Chubb's second quarter earnings released yesterday were not only a chance to glorify its own position in the market, but an opportunity to trash those who are limping through the demolition derby, specifically American International Group. The insurance world according to Chubb: Bring in the tow truck and haul it off to the trash compactor.
"We compete against companies that are unsustainable except for government intervention," Chubb Chief Operating Officer John Degnan told analysts at the earnings conference. "If consumers are unlikely to buy a car built by the government, why would they want to buy an insurance policy (from it)?"
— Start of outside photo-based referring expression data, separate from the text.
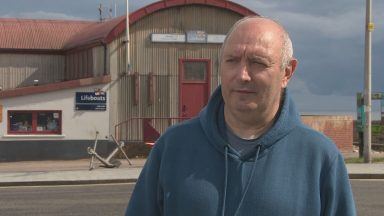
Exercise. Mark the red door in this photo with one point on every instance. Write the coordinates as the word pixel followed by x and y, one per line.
pixel 194 86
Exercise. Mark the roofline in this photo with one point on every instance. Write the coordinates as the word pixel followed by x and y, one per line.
pixel 54 86
pixel 31 51
pixel 161 5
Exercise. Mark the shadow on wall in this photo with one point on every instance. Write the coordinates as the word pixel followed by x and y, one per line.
pixel 20 70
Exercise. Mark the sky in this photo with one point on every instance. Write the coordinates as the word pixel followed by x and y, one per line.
pixel 328 40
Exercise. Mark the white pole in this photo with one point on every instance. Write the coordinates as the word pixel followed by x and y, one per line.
pixel 127 66
pixel 367 87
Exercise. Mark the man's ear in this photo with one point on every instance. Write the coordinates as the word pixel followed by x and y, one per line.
pixel 288 72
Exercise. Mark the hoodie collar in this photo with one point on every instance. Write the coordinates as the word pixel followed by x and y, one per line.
pixel 287 119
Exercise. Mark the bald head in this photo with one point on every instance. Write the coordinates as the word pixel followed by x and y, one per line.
pixel 265 24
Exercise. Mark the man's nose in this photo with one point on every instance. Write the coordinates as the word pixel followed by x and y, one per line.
pixel 244 73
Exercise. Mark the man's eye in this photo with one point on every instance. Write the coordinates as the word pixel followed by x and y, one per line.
pixel 258 63
pixel 230 60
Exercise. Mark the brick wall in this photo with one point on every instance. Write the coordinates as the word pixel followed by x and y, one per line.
pixel 338 128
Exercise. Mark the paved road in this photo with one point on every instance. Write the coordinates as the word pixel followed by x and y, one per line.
pixel 369 197
pixel 97 200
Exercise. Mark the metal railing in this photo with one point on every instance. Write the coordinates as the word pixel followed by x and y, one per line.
pixel 144 129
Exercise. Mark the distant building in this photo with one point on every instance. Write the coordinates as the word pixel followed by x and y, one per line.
pixel 48 66
pixel 61 82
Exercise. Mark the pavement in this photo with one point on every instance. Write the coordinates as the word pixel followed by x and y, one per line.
pixel 39 173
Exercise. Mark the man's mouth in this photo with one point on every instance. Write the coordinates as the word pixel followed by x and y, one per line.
pixel 244 91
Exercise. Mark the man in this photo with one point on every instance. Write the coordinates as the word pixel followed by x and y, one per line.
pixel 247 153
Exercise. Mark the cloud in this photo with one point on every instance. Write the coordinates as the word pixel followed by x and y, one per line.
pixel 42 15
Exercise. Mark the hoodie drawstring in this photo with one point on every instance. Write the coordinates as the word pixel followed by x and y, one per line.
pixel 249 179
pixel 225 181
pixel 248 183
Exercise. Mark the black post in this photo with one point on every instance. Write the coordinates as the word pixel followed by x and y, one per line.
pixel 361 144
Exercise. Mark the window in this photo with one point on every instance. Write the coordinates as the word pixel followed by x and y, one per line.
pixel 195 71
pixel 34 122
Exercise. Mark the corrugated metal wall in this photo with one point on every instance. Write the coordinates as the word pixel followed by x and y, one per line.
pixel 85 63
pixel 19 70
pixel 162 59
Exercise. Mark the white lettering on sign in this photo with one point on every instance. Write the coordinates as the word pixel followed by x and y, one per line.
pixel 176 38
pixel 92 98
pixel 216 38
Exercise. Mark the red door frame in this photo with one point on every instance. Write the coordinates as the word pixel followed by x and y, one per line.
pixel 181 77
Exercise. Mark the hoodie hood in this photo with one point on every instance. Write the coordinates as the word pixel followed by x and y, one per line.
pixel 288 118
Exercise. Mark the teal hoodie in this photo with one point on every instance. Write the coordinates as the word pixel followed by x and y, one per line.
pixel 192 170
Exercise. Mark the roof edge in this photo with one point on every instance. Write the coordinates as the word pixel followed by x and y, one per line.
pixel 160 5
pixel 54 86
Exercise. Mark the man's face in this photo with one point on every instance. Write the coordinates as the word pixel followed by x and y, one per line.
pixel 251 75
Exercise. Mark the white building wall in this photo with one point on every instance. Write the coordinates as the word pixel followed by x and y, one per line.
pixel 76 125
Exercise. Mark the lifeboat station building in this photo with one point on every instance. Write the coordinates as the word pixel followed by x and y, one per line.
pixel 64 84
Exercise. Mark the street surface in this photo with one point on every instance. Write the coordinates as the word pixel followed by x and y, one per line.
pixel 369 196
pixel 95 200
pixel 112 199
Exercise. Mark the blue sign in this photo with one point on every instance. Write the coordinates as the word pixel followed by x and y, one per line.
pixel 91 101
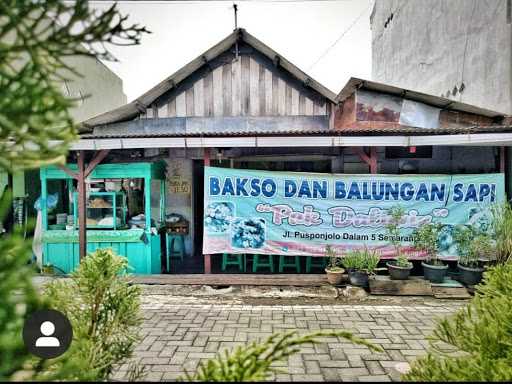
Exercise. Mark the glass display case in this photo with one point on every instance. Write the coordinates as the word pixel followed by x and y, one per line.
pixel 104 210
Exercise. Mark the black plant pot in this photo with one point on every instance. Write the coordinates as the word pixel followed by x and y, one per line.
pixel 398 273
pixel 470 276
pixel 434 273
pixel 358 278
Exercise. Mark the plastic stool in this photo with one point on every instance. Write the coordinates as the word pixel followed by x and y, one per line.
pixel 258 263
pixel 284 264
pixel 238 260
pixel 320 262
This variation on the old adage, "Would you buy a used car from this man?" is an obvious attempt to take away policyholders from one of AIG's remaining profitable businesses: high-net-worth customers who need insurance for their jewelry, fine arts and lakefront homes.
Chubb caters to the same wealthy end of the property and commercial insurance spectrum; its policies, while not cheap, are for people who want to be paid off and not bothered when the Ferrari is totaled or the mansion goes up in smoke.
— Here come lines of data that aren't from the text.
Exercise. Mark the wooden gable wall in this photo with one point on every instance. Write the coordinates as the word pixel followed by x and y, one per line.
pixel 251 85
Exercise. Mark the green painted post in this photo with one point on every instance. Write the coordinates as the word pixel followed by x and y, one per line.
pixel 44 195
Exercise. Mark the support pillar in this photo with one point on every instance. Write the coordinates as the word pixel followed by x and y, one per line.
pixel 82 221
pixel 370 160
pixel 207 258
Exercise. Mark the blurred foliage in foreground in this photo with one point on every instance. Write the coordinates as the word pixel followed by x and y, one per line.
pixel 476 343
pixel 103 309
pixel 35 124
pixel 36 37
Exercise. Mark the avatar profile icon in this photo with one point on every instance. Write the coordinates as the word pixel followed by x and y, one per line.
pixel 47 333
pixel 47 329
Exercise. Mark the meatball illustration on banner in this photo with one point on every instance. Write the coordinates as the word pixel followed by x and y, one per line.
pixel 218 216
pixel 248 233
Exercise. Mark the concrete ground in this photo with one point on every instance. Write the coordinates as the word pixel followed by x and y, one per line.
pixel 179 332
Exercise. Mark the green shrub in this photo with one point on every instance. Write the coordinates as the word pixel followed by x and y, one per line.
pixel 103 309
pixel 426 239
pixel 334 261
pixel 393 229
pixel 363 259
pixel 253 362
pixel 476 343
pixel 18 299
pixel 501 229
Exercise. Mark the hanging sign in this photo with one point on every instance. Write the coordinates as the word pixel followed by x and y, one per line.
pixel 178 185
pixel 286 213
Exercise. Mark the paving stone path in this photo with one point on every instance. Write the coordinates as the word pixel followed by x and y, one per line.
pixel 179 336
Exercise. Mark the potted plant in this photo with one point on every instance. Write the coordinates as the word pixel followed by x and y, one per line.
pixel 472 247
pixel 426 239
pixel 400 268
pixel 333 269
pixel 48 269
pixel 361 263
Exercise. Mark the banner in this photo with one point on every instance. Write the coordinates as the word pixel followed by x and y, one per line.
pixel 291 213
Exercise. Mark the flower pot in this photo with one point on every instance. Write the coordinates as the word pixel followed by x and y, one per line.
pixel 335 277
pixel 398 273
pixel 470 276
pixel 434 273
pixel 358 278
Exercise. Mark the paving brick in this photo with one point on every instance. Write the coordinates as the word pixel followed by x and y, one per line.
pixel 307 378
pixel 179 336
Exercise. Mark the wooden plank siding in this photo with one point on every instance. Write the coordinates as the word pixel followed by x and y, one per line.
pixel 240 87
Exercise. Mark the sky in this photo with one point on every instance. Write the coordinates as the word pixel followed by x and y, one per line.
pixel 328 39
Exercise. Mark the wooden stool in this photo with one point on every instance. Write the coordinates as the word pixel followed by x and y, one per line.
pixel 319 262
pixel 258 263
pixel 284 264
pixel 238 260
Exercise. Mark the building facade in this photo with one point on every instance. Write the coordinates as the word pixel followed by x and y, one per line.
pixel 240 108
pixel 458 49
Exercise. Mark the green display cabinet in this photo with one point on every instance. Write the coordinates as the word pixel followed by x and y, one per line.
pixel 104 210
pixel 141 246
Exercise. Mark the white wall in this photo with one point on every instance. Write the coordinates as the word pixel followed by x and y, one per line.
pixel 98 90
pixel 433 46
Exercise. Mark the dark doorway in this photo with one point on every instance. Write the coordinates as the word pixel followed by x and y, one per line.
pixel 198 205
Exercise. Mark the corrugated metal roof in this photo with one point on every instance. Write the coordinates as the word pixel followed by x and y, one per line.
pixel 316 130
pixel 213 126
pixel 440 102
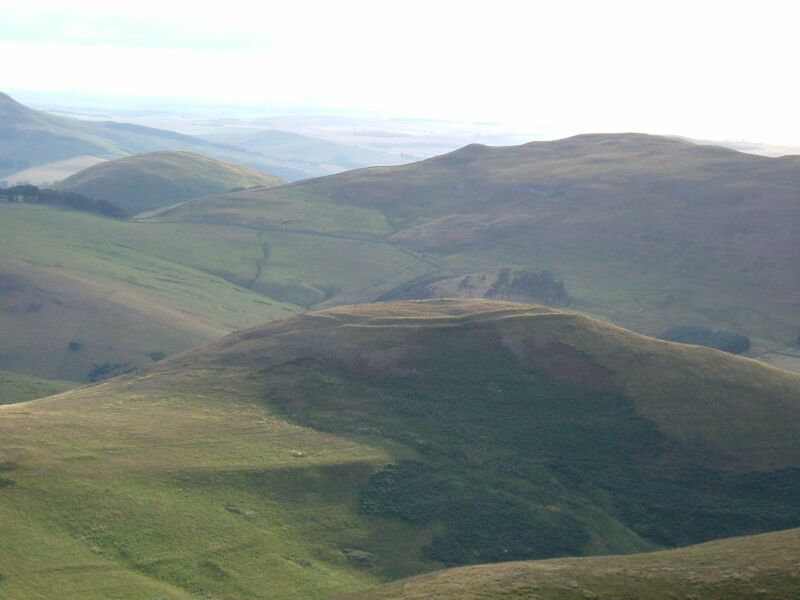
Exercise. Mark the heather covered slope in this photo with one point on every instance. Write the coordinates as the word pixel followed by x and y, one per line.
pixel 648 231
pixel 762 566
pixel 335 450
pixel 149 181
Why is Chubb so angry at AIG and others like Hartford Financial that have taken TARP money? The answer could be that, as BNET Finance has reported, New York and Pennsylvania are investigating whether AIG is deliberately using federal bailout dollars to undercut the market. No charges have been filed yet, and may never be, but AIG has a reputation for undercutting other insurers, and using the taxpayers' credit card could make it easier.
Not that Chubb's hurting. Operating income, which is the yardstick to measure insurers, rose 6 percent in the second quarter. Chubb raised its full-year forecast and also said it would accelerate its share buyback program so as to complete it by the end of the year.
But dark clouds are looming on the horizon. Net written premiums declined in all three of Chubb's major units. Its commercial insurance unit, which insures businesses, was down 7 percent. And a survey by the Council of Insurance Agents and Brokers shows there's no sign of a better market for commercial insurers in the future. So Chubb would like nothing better than to see AIG and Hartford out of the picture once and for all.
And one way to do that is to buy their property casualty units for a low price. Chubb's already checked out Hartford. Could it be talking down the competition to lower the price?